As always, archival analyses such as this one suffer from generalizability issues. However, this corpus represents an excellent cross-section of songs written by a large number of composers and deliberately intended for mass consumption. Thus, the corpus represents a good testing ground for hypotheses about aesthetics, originality, and fame that could be generalized to similar product domains.
Conclusion
The current analysis sheds light on the relationship between fame and originality among American popular songs written in the first half of the 20th century. Two results from classical music studies—an increase in originality over historical time and a non-linear relationship between fame and originality—were replicated. However, originality and fame both varied substantially between vocal and instrumental melodies, and that difference seems to be moderating the fame–originality relationship. The most positive result from the current analysis is that information content is an excellent way to quickly assess the originality of a melody, and is also a construct well studied by music psychologists.
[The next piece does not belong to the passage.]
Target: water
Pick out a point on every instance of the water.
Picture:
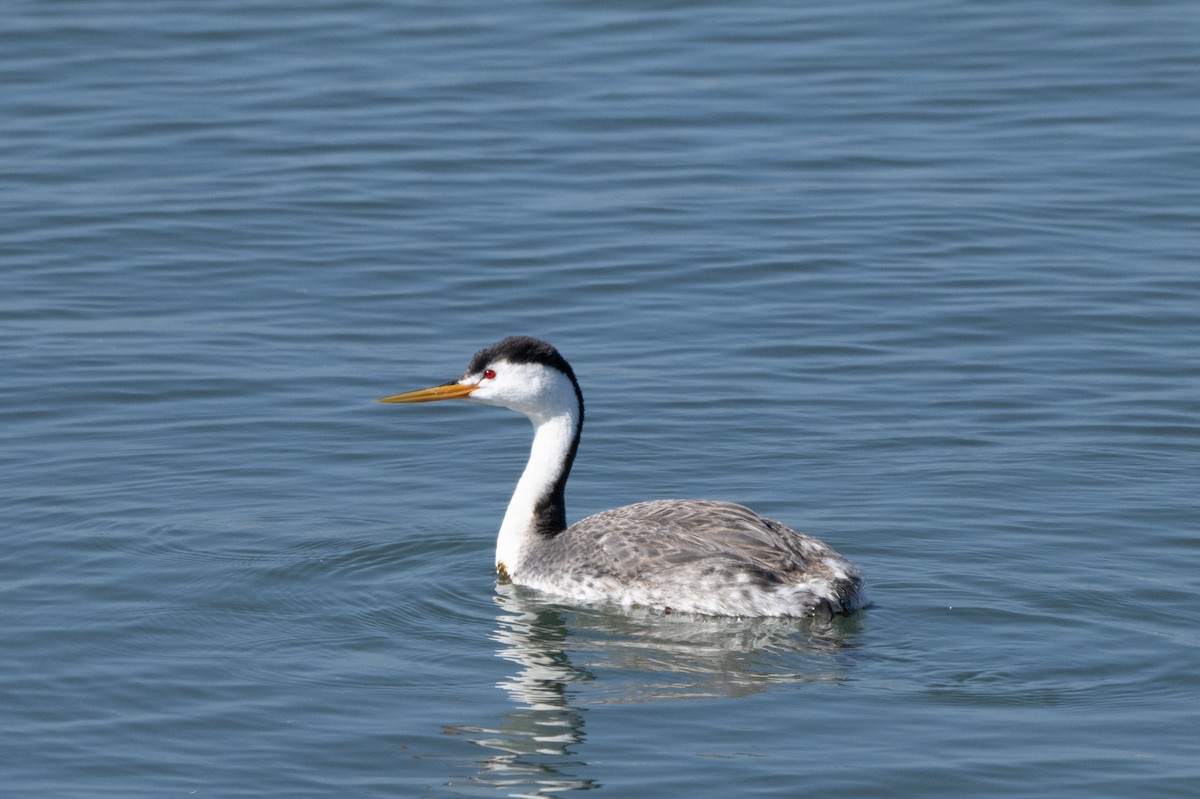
(917, 277)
Future work in this area will continue to shed light on this fascinating relationship between melodic content and song success.
Footnotes
Appendix
Sources of music:
The Real Book: Volume I. Hal Leonard: 2007
The Real Book: Volume II. Hal Leonard: 2005
The Standards Real Book. Sher Music Co: 2000
The New Real Book: Volume I. Sher Music Co: 1988
The New Real Book: Volume II. Sher Music Co: 2005
The New Real Book: Volume III. Sher Music Co: 2005
Author’s note
All of the data along with the algorithms for producing the dependent variables are available for download at the author’s Open Science Framework account (direct link: osf.io/k6cz8).
Funding
This research received no specific grant from any funding agency in the public, commercial, or not-for-profit sectors.